Chronique

Timbaland & Magoo
Under Construction II

Blackground records - 2003

Cela fait plusieurs années que Timbaland le répète : il va raccrocher. Le hip hop tourne en rond, le marché est saturé, il a besoin de se ressourcer, il a en tête des projets autres que la musique. Et comme toujours, il ment. En 2003, Tim Mosley a répondu à l’appel de Lil’ Kim, Jay-Z, Alicia Keys, Obie Trice, entre autres, tout en se greffant au casting des prochains albums de Rakim ou Cee-Lo. Malgré sa boulimie de travail, le génial producteur a même réussi à livrer plusieurs compositions de haut vol pour Justin Timberlake et Bubba Sparxxx, faisant du deuxième album de son protégé, « Deliverance », un succès critique inattendu. Et deux ans après l’inégal « Indecent Proposal », voilà qu’il remet le couvert avec Magoo, son partenaire du Bassment, pool de production complété par Ginuwine et Missy Elliott, au milieu des années 90. Le projet de trop pour ce producteur hyper-productif ?

Que les choses soient claires : Timbo et son compère ne sont pas de grands rappeurs. Si le rap de baryton du premier réussit à s’accommoder avec une certaine aisance de refrains sing-song souvent accrocheurs (‘Leavin’’), la voix nasillarde de l’autre, digne d’un Snoop mal réveillé, peine à s’affirmer tout au long des 16 titres de l’album. Les amateurs de textes profonds et de performances ébouriffantes peuvent déjà vernir leur pilori : dans l’univers de Timbaland, l’important c’est de faire la chasse aux bootleggers (‘Cop that shit’), vilipender les plagiaires (‘That shit ain’t gonna work’), réclamer du respect aux mécréants (‘Don’t make me take it there’), tout en veillant à maintenir les clubs à une température bouillonnante (‘Indian Flute’, énorme). Comme Missy, les deux partenaires sont adeptes d’une imagerie old school un peu surfaite, et se contentent régulièrement de reprendre à leur compte des standards du rap dans leurs lyrics : l’intro énervée parodie
‘Straight outta Compton’ (NWA), tandis que ‘I know you gout soul’ (Eric B and Rakim) et ‘Jingling baby’ (LL Cool J) sont passés à la moulinette dans ‘Cop that shit’ et ‘Throwback’.

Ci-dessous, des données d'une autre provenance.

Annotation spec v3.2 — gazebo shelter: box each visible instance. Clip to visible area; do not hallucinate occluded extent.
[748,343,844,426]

Oui mais voilà : quand on est l’un des meilleurs producteurs de tous les temps, on n’est pas obligé de déployer des efforts surhumains pour faire de la bonne musique. Et même quand Timmy descend son niveau de jeu d’un cran, il demeure ce musicien visionnaire, ouvert et expérimenté, qui se nourrit de tous les genres musicaux pour composer des instrus souvent impressionnantes, parfois redondantes, mais rarement décevantes. Dans ‘Naughty Eye’, il rejoue une boucle déjà utilisée par Pete Rock, reprend un refrain de Sean Paul, sample la voix de la chanteuse indienne Raje Shwari sur des rythmiques épileptiques ponctuées de sons électroniques. Traumatisant. Même si on reconnaît régulièrement quelque uns de ses effets typiques (l’emploi récurrent des cris comme éléments rythmiques, l’utilisation de percussions « ethniques ») la simplicité foudroyante des singles ‘Cop that shit’ et ‘Indian Flute’ (énorme, vraiment), ou les arrangements fouillés de ‘Don’t make me take it there’, ‘Insane’ ou ‘Hold on’, superbe hommage à Aaliyah avec Wyclef, s’inscrivent dans la lignée des travaux les plus inspirés du natif de Virginie.

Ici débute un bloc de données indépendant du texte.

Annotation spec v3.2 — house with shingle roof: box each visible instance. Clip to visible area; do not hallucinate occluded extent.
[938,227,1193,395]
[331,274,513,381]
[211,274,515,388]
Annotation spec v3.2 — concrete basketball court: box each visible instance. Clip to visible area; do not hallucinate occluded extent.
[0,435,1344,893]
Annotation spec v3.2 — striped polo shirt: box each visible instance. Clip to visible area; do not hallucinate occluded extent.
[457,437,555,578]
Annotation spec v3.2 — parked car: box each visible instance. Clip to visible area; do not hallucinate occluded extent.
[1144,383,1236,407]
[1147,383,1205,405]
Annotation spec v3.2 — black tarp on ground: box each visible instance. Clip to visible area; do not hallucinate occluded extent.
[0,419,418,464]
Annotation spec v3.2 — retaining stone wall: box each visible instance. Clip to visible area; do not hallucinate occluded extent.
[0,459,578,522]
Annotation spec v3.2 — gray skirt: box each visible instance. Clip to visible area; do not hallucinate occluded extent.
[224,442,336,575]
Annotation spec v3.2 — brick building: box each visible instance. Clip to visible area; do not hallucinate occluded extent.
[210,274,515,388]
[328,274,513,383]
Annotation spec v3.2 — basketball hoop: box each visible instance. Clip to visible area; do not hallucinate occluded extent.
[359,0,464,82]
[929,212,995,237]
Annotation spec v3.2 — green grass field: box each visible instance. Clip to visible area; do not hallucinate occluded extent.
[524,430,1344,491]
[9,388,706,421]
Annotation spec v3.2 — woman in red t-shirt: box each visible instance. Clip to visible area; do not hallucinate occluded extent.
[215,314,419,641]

Dans une interview récente avec billboard.com, Timbo l’a concédé : « After a while, everything sounds the same – even my stuff ». Certes, Timbaland fait du Timbaland, mais il le fait toujours aussi bien, alors pourquoi bouder son plaisir ? Moins imaginatif que « Deliverance », mais plus efficace que le dernier album de Missy, « Under Construction Part II » ne marque un sommet ni dans l’histoire du rap, ni dans la carrière de Timbaland, qui pourrait sortir l’équivalent de « Chronic 2001 » pour Dr Dre, s’il s’en donnait la peine. L’album apporte néanmoins son lot de productions de très bonne facture, toujours tempérées par plusieurs morceaux anecdotiques et éphémères. Un LP très correct, à écouter dans l’attente d’une prochaine révolution sonore du patron de Beat Club Records.